Comments (12)
Thanks @AzaelCicero !
I would expect it to run command with NVIDIA_VISIBLE_DEVICES set to correct value,
Yes one would expect that but life is strange ;)
The way the nvidia docker runtime works, is that inside the docker (if executed with --gpus
flag) only the selected GPUs are available.
For example let's assume we have a dual gpu machine, GPU_0 and GPU_1.
We are running a docker on GPU_1 with docker run --gpus 1 ...
, that means that we assigned only GPU_1 to the container, and inside the container we only see a single GPU, but the GPU index inside the container will be "0" (because the gpu index id always start at zero).

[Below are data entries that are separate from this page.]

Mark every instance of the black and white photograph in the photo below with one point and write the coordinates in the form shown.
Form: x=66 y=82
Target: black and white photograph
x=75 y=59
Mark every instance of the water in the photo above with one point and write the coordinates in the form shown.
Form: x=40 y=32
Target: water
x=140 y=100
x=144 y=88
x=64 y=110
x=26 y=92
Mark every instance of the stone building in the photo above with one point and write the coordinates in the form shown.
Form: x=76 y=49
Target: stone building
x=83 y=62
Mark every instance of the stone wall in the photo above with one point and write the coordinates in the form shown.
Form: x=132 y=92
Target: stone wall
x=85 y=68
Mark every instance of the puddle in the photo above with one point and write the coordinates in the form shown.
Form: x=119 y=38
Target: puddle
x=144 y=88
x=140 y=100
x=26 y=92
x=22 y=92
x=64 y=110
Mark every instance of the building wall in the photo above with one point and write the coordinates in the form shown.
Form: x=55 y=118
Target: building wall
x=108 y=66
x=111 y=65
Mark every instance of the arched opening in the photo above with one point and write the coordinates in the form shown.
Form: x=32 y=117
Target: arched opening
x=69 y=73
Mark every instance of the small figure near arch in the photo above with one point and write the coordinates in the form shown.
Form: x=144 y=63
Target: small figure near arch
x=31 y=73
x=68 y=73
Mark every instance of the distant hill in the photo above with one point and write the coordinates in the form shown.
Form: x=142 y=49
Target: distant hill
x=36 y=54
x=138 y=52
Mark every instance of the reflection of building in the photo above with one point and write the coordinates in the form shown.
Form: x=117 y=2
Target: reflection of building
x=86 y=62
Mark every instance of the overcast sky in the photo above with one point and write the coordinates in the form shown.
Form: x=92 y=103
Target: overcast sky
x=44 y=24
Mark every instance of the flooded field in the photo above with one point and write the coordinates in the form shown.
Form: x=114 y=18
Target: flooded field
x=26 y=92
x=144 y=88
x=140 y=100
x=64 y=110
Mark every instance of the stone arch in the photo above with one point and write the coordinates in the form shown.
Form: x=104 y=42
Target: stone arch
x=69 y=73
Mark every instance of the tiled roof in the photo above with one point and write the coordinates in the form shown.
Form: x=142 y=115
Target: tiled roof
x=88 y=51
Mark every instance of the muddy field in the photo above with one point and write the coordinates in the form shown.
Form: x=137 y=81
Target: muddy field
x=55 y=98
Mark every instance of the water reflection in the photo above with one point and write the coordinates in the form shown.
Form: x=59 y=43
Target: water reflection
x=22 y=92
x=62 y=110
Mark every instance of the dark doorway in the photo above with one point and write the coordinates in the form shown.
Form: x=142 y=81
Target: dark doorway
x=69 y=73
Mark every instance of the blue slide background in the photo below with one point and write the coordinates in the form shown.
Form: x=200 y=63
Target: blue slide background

By setting NVIDIA_VISIBLE_DEVICES=all
inside the docker, we are basically telling the process it can use all the GPUs the nvidia docker runtime environment allocated for the container instance.
Make sense ?
from clearml-agent.
It makes sense and its even inline with docker documentation.
However it is in contradiction to my observations on latest Ubuntu 20.04 software stack and images (nvidia/cuda:11.2.0-devel)
Let me get through those commands and their outputs
╭─2021-02-25 08:26:01 kpawelczyk@AS-PC007 ~
╰─$ docker pull nvidia/cuda:11.2.0-devel
11.2.0-devel: Pulling from nvidia/cuda
Digest: sha256:68f7fbf7c6fb29340f4351c94b2309c43c98a5ffe46db1d6fa4f7c262fc223cb
Status: Image is up to date for nvidia/cuda:11.2.0-devel
docker.io/nvidia/cuda:11.2.0-devel
╭─2021-02-25 08:26:11 kpawelczyk@AS-PC007 ~
╰─$ nvidia-smi -L
GPU 0: GeForce RTX 2070 (UUID: GPU-862380e5-b56b-9042-9a3a-012482d99792)
GPU 1: GeForce RTX 2060 SUPER (UUID: GPU-6310f70f-d10e-2753-d17c-51a0fd440cf3)
╭─2021-02-25 08:26:15 kpawelczyk@AS-PC007 ~
╰─$ ll /proc/driver/nvidia/gpus
total 0
dr-xr-xr-x 2 root root 0 lut 24 08:05 0000:06:00.0
dr-xr-xr-x 2 root root 0 lut 24 08:05 0000:07:00.0
╭─2021-02-25 08:26:17 kpawelczyk@AS-PC007 ~
╰─$ docker run --privileged --gpus device=1 -it nvidia/cuda:11.2.0-devel bash
root@5d4b12d55688:/# nvidia-smi -L
GPU 0: GeForce RTX 2070 (UUID: GPU-862380e5-b56b-9042-9a3a-012482d99792)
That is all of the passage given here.